Certainly, the risk you're discussing is one that's foremost in our minds and has been for quite some time. The elevated household debt not only poses this challenge about how interest rate adjustments occur, but of course actually represents an ongoing vulnerability of the economy to other shocks, such as a new global recession out in the world. What happens is that high levels of debt act as an amplifier. They make the shock have a larger effect on the economy than it otherwise would.
For example, let's say there was a recession in the United States. The sequence would be that unemployment in Canada would rise, folks would have difficulty keeping up with their mortgage payments, and that would cause bigger cutbacks in spending than we otherwise would have.
We have always known that this would be, if you like, a second-order consequence of the primary objective, which is to get the economy back on track, get the economy back to our 2% inflation target, which means full employment. That is the best contribution that monetary policy can make to ensuring that in the long term, these debts are sustainable and serviceable. The fact is that given the shocks we've been through since 2007....

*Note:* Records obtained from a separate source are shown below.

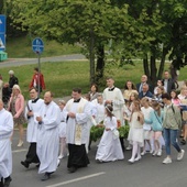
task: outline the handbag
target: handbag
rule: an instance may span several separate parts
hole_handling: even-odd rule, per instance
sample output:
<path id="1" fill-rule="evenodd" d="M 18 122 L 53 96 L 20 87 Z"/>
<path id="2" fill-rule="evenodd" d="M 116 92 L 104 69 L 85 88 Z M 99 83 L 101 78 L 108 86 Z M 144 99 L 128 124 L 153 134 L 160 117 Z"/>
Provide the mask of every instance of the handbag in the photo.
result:
<path id="1" fill-rule="evenodd" d="M 118 131 L 117 129 L 114 129 L 114 130 L 112 131 L 112 133 L 113 133 L 113 139 L 114 139 L 114 140 L 116 140 L 116 139 L 119 139 L 120 133 L 119 133 L 119 131 Z"/>

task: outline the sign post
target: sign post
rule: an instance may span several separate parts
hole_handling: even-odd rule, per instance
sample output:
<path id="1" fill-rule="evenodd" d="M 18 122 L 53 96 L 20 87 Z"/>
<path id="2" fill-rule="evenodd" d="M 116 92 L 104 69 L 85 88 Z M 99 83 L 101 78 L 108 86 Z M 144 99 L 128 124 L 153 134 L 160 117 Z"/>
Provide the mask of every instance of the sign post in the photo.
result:
<path id="1" fill-rule="evenodd" d="M 44 43 L 42 41 L 42 38 L 36 37 L 33 40 L 32 42 L 32 48 L 33 52 L 35 54 L 37 54 L 37 59 L 38 59 L 38 76 L 37 76 L 37 89 L 38 89 L 38 96 L 41 94 L 41 80 L 40 80 L 40 76 L 41 76 L 41 53 L 44 51 Z"/>
<path id="2" fill-rule="evenodd" d="M 0 51 L 6 51 L 6 15 L 0 14 Z"/>

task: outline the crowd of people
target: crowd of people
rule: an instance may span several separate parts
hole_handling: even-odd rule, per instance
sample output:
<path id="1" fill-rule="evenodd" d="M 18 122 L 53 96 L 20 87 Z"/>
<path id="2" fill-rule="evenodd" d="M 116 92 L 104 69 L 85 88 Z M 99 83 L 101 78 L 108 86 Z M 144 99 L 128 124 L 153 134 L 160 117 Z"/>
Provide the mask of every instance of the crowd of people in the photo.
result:
<path id="1" fill-rule="evenodd" d="M 12 180 L 11 141 L 15 124 L 20 147 L 24 143 L 23 124 L 28 123 L 30 146 L 21 165 L 29 168 L 32 163 L 36 164 L 38 174 L 43 174 L 41 180 L 50 179 L 65 156 L 68 156 L 69 173 L 87 167 L 92 125 L 105 128 L 96 153 L 99 163 L 123 160 L 125 148 L 132 150 L 128 162 L 134 163 L 147 152 L 161 156 L 165 146 L 163 164 L 169 164 L 173 161 L 170 144 L 178 152 L 177 161 L 183 160 L 185 151 L 180 144 L 186 144 L 187 139 L 187 84 L 184 81 L 178 94 L 168 70 L 155 87 L 147 82 L 146 75 L 142 75 L 136 86 L 128 80 L 123 89 L 116 87 L 114 79 L 109 77 L 103 91 L 99 92 L 96 84 L 85 96 L 80 88 L 74 88 L 72 99 L 56 103 L 51 91 L 46 91 L 43 99 L 38 98 L 45 84 L 35 68 L 30 84 L 31 99 L 26 105 L 13 70 L 9 74 L 10 97 L 8 100 L 3 100 L 3 96 L 0 98 L 0 152 L 3 153 L 0 155 L 0 178 L 3 187 Z M 130 128 L 128 146 L 119 135 L 120 125 Z M 180 144 L 178 132 L 182 132 Z"/>

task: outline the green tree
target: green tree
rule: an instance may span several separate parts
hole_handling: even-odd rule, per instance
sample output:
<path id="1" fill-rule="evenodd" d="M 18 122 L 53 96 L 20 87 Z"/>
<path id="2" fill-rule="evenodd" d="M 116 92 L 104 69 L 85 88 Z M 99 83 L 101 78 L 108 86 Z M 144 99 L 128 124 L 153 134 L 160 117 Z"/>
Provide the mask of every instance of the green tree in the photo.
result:
<path id="1" fill-rule="evenodd" d="M 177 66 L 184 66 L 187 52 L 186 1 L 125 0 L 123 3 L 129 4 L 129 14 L 134 18 L 130 28 L 132 35 L 123 41 L 122 54 L 125 58 L 143 58 L 144 73 L 152 84 L 161 79 L 166 55 L 169 59 L 180 59 Z M 132 46 L 135 46 L 134 50 Z"/>
<path id="2" fill-rule="evenodd" d="M 90 59 L 90 82 L 103 77 L 105 47 L 128 34 L 128 7 L 110 0 L 12 0 L 12 19 L 31 33 L 59 43 L 79 43 Z M 95 57 L 97 64 L 95 67 Z"/>

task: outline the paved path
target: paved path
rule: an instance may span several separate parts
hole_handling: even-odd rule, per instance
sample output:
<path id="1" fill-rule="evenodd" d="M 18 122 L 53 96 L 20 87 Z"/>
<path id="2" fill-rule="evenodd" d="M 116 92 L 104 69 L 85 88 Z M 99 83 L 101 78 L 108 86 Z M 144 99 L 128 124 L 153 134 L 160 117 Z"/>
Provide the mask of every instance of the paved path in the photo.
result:
<path id="1" fill-rule="evenodd" d="M 161 157 L 153 157 L 150 153 L 142 157 L 140 162 L 129 164 L 131 151 L 124 152 L 124 160 L 98 164 L 95 161 L 97 144 L 92 143 L 88 156 L 90 164 L 86 168 L 80 168 L 74 174 L 68 174 L 66 165 L 67 157 L 62 160 L 59 168 L 47 182 L 41 182 L 35 164 L 29 169 L 24 168 L 20 162 L 25 158 L 29 144 L 24 142 L 23 147 L 16 147 L 18 131 L 13 134 L 13 174 L 11 187 L 185 187 L 187 174 L 187 153 L 184 160 L 176 161 L 177 152 L 172 148 L 173 163 L 162 164 L 165 150 Z M 25 141 L 25 140 L 24 140 Z M 187 146 L 183 145 L 187 152 Z"/>
<path id="2" fill-rule="evenodd" d="M 42 57 L 41 63 L 45 62 L 63 62 L 63 61 L 86 61 L 86 57 L 81 54 L 54 56 L 54 57 Z M 35 58 L 9 58 L 8 61 L 0 62 L 0 67 L 12 67 L 29 64 L 36 64 L 38 62 L 37 56 Z"/>

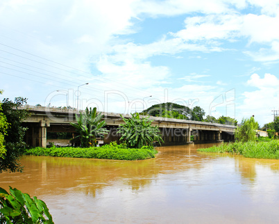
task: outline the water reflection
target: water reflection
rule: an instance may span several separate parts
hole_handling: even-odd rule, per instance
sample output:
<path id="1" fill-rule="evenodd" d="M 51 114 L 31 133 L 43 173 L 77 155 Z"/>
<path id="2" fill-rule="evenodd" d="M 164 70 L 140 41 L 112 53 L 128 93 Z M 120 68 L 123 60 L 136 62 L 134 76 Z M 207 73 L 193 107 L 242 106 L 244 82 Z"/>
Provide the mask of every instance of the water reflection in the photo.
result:
<path id="1" fill-rule="evenodd" d="M 0 174 L 46 201 L 57 223 L 273 222 L 279 161 L 162 147 L 155 159 L 121 161 L 25 157 Z"/>

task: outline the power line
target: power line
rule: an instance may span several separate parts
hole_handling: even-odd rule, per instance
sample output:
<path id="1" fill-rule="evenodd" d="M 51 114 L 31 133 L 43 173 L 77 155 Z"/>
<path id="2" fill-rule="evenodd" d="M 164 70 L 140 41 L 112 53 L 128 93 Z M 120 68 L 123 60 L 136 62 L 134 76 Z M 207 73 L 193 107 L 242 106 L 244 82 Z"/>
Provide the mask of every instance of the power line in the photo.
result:
<path id="1" fill-rule="evenodd" d="M 1 56 L 0 56 L 0 57 L 1 57 Z M 3 58 L 3 57 L 1 57 L 1 58 Z M 6 58 L 3 58 L 6 59 Z M 10 59 L 8 59 L 8 61 L 13 61 L 13 62 L 15 62 L 15 63 L 18 63 L 18 62 L 16 62 L 16 61 L 12 61 L 12 60 L 10 60 Z M 3 61 L 0 61 L 0 62 L 2 63 L 5 63 L 5 64 L 7 64 L 7 65 L 12 65 L 12 66 L 15 66 L 15 67 L 19 67 L 19 68 L 20 68 L 20 69 L 25 70 L 27 70 L 27 71 L 33 72 L 35 72 L 36 74 L 42 74 L 42 75 L 44 75 L 44 76 L 47 76 L 47 78 L 41 77 L 41 76 L 37 75 L 37 75 L 35 75 L 35 74 L 31 74 L 31 73 L 24 72 L 22 72 L 22 71 L 19 71 L 19 70 L 13 70 L 13 69 L 12 69 L 12 68 L 9 68 L 9 67 L 5 67 L 5 66 L 0 65 L 0 67 L 4 67 L 4 68 L 6 68 L 6 69 L 12 70 L 16 71 L 16 72 L 25 73 L 25 74 L 30 74 L 30 75 L 35 76 L 35 77 L 41 77 L 41 78 L 43 78 L 43 79 L 48 79 L 48 80 L 49 80 L 49 79 L 51 79 L 51 79 L 49 78 L 49 77 L 53 77 L 53 78 L 56 79 L 60 79 L 60 80 L 62 80 L 62 81 L 67 81 L 67 82 L 69 82 L 69 83 L 74 83 L 74 85 L 71 85 L 71 84 L 62 83 L 62 82 L 60 81 L 60 83 L 64 83 L 64 84 L 66 84 L 66 85 L 71 85 L 71 86 L 74 86 L 74 87 L 76 87 L 76 82 L 74 82 L 74 81 L 68 81 L 68 80 L 67 80 L 67 79 L 62 79 L 62 78 L 58 78 L 58 77 L 54 77 L 54 76 L 51 75 L 51 74 L 44 74 L 44 73 L 42 73 L 42 72 L 37 72 L 37 71 L 35 71 L 35 70 L 30 70 L 30 69 L 28 69 L 28 68 L 26 68 L 26 67 L 21 67 L 21 66 L 15 65 L 14 65 L 14 64 L 11 64 L 11 63 L 6 63 L 6 62 L 3 62 Z M 53 73 L 53 74 L 58 74 L 58 75 L 60 75 L 60 76 L 62 76 L 62 77 L 65 77 L 68 78 L 68 77 L 67 77 L 67 76 L 65 76 L 65 75 L 62 75 L 62 74 L 59 74 L 59 73 L 57 73 L 57 72 L 52 72 L 52 71 L 49 71 L 49 70 L 46 70 L 41 69 L 41 68 L 39 68 L 39 67 L 34 67 L 34 66 L 32 66 L 32 65 L 26 65 L 26 64 L 24 64 L 24 63 L 18 63 L 22 64 L 22 65 L 27 65 L 27 66 L 29 66 L 29 67 L 34 67 L 34 68 L 36 68 L 36 69 L 38 69 L 38 70 L 43 70 L 43 71 L 46 71 L 46 72 L 47 72 Z M 80 80 L 80 81 L 83 81 L 83 80 L 81 80 L 81 79 L 79 79 L 79 80 Z M 52 80 L 52 81 L 53 81 L 53 80 Z M 96 85 L 98 85 L 98 84 L 96 84 Z M 96 88 L 96 86 L 95 86 L 94 88 L 87 87 L 87 88 L 85 88 L 85 89 L 87 89 L 87 90 L 93 90 L 94 91 L 99 92 L 99 93 L 103 93 L 103 92 L 104 91 L 103 89 L 98 88 Z M 99 91 L 97 91 L 96 90 L 99 90 Z M 133 94 L 133 93 L 129 93 L 129 95 L 135 95 L 135 96 L 136 96 L 136 97 L 139 97 L 139 96 L 137 95 L 135 95 L 135 94 Z"/>
<path id="2" fill-rule="evenodd" d="M 37 56 L 37 55 L 35 55 L 35 54 L 31 54 L 31 53 L 29 53 L 29 52 L 27 52 L 27 51 L 21 50 L 21 49 L 17 49 L 17 48 L 15 48 L 15 47 L 13 47 L 7 45 L 4 45 L 4 44 L 3 44 L 3 43 L 0 43 L 0 45 L 3 45 L 3 46 L 5 46 L 5 47 L 9 47 L 9 48 L 12 49 L 15 49 L 15 50 L 17 50 L 17 51 L 23 52 L 23 53 L 25 53 L 25 54 L 29 54 L 29 55 L 31 55 L 31 56 L 37 57 L 37 58 L 39 58 L 46 60 L 46 61 L 49 61 L 49 62 L 51 62 L 51 63 L 53 63 L 58 64 L 58 65 L 62 65 L 62 66 L 66 67 L 69 67 L 69 68 L 74 69 L 74 70 L 77 70 L 77 71 L 80 71 L 80 72 L 83 72 L 83 73 L 88 74 L 90 74 L 90 75 L 94 75 L 94 74 L 92 74 L 92 73 L 90 73 L 90 72 L 85 72 L 85 71 L 83 71 L 83 70 L 79 70 L 79 69 L 76 69 L 76 68 L 74 68 L 74 67 L 70 67 L 70 66 L 67 66 L 67 65 L 63 65 L 63 64 L 62 64 L 62 63 L 56 62 L 56 61 L 54 61 L 49 60 L 49 59 L 45 58 L 44 58 L 44 57 L 41 57 L 41 56 Z M 41 63 L 41 64 L 43 64 L 43 65 L 47 65 L 47 66 L 53 67 L 55 67 L 55 68 L 57 68 L 57 69 L 59 69 L 59 70 L 64 70 L 64 71 L 66 71 L 66 72 L 71 72 L 71 73 L 72 73 L 72 74 L 78 74 L 78 75 L 83 76 L 83 75 L 81 75 L 81 74 L 77 74 L 77 73 L 76 73 L 76 72 L 71 72 L 71 71 L 69 71 L 69 70 L 64 70 L 64 69 L 62 69 L 62 68 L 59 68 L 59 67 L 55 67 L 55 66 L 53 66 L 53 65 L 48 65 L 48 64 L 46 64 L 46 63 L 41 63 L 41 62 L 39 62 L 39 61 L 35 61 L 35 60 L 33 60 L 33 59 L 30 59 L 30 58 L 26 58 L 26 57 L 23 57 L 23 56 L 19 56 L 19 55 L 17 55 L 17 54 L 12 54 L 12 53 L 6 51 L 3 51 L 3 50 L 0 50 L 0 51 L 3 51 L 3 52 L 8 53 L 8 54 L 12 54 L 12 55 L 15 55 L 15 56 L 17 56 L 22 57 L 22 58 L 25 58 L 25 59 L 27 59 L 27 60 L 33 61 L 35 61 L 35 62 L 37 62 L 37 63 Z M 94 75 L 94 76 L 96 76 L 96 75 Z M 83 77 L 85 77 L 85 76 L 83 76 Z M 87 77 L 85 77 L 88 78 Z M 97 78 L 99 79 L 98 77 L 97 77 Z M 111 79 L 107 79 L 107 78 L 105 78 L 105 77 L 102 77 L 102 79 L 106 79 L 106 80 L 109 80 L 109 81 L 113 81 L 115 83 L 119 83 L 119 84 L 121 84 L 121 85 L 122 85 L 122 86 L 126 86 L 126 88 L 128 87 L 128 88 L 130 88 L 130 89 L 132 89 L 132 88 L 133 88 L 133 89 L 137 89 L 137 90 L 141 90 L 141 91 L 144 91 L 144 92 L 148 93 L 149 95 L 151 94 L 149 92 L 147 92 L 147 91 L 146 91 L 146 90 L 142 90 L 142 89 L 140 89 L 140 88 L 135 88 L 135 87 L 133 87 L 133 88 L 130 88 L 130 86 L 128 86 L 128 85 L 126 85 L 126 84 L 119 83 L 119 82 L 118 82 L 118 81 L 112 81 L 112 80 L 111 80 Z"/>

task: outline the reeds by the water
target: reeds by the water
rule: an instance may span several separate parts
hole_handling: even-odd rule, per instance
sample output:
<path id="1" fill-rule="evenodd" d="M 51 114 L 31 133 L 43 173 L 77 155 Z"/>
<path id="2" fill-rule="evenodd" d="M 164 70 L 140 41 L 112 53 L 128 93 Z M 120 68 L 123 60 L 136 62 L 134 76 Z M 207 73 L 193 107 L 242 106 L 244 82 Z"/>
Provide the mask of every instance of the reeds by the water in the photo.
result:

I remember that in 2008 every country in the G20 cut interest rates very low and had a large fiscal expansion in order to offset the consequences of the global recession. I think, too, this was an unqualified success. It certainly averted what I think we all would be calling by now “the second great depression”. All the ingredients were present.
By 2010, it looked as though we had most of the bad news behind us, so fiscal consolidation began to emerge as a priority in lots of countries, but as it turned out, the world delivered a bit of a slowdown, which progressed, and interest rates needed to stay low longer, so we have these consequences of higher debt.
I just want to assure you that we take this fully into account and will be monitoring how households are reacting to those debt levels and interest rates. It's not a simple arithmetic calculation about what they can absorb. The economy will moderate, compared to the levels we have seen, as this process unfolds.